I waved his comment aside. “You have moved here and your family is well. Mathilde is happy, yes? The boys too, I should think.”
“Hans will be married in the summer,” he said. “You must come to see him married. You must come to see him married, yes?”
I nodded and gripped Gunther’s shoulder. “I would be honored.”
“Good, then that is settled. Now, must you go or can you stay a little while?”
“I have to go,” I lied.
“Very well,” Gunther said. “Come say goodbye to Mathilde and get some sandwiches for your journey.”
Fifteen minutes north toward Glenville I turned the pickup around and headed home. By the time I arrived it was mid-afternoon. The sky was bleak and without feature.

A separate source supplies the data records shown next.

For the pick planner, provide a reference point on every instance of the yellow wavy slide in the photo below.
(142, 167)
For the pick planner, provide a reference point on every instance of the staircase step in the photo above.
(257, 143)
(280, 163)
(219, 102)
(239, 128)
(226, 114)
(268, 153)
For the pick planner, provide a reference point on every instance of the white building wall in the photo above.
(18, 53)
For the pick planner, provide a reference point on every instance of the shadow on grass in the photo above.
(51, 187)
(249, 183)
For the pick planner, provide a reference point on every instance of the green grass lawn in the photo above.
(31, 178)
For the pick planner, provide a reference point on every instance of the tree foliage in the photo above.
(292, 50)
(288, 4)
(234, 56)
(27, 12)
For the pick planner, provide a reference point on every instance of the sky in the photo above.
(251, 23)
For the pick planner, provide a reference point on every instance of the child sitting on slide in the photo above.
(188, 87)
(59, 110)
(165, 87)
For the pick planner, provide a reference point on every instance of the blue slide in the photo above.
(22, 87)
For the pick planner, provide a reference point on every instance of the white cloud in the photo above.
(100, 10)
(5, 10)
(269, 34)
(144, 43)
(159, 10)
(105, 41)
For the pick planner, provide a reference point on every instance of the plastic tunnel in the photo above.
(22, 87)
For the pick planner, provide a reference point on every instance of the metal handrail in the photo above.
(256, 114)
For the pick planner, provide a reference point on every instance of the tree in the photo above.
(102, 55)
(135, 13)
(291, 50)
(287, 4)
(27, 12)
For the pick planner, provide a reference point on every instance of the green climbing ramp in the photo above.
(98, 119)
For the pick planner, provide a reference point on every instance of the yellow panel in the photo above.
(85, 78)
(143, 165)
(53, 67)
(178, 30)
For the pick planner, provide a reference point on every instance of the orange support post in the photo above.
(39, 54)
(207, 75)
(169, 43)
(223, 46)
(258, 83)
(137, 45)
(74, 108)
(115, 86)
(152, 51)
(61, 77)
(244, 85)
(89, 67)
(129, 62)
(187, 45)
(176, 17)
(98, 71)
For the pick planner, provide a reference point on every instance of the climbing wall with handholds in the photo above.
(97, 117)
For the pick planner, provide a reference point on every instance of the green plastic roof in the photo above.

I took Reilly’s pickup to his house, parked it outside, was grateful there was no sign of him. I walked home; it started raining, as if the God whose name I’d spoken in vain was attempting to wash away my guilt. Not a hope of such a thing. The guilt was within.
I had failed Sheriff Dearing. I had lost my nerve. I should have pressed Gunther Kruger, should have asked what he meant when he spoke of the terrible thing he had done. But in my mind I believe I knew, must have known. I remembered kneeling before my window that night so many years before. I remembered seeing Gunther standing out there in the darkness, his long coat like a shroud, and the way my breath had caught in my chest, the way a cool hand had gripped my heart and squeezed every last drop of blood from it. Could he have done such things? Was such a man capable of such terrible crimes?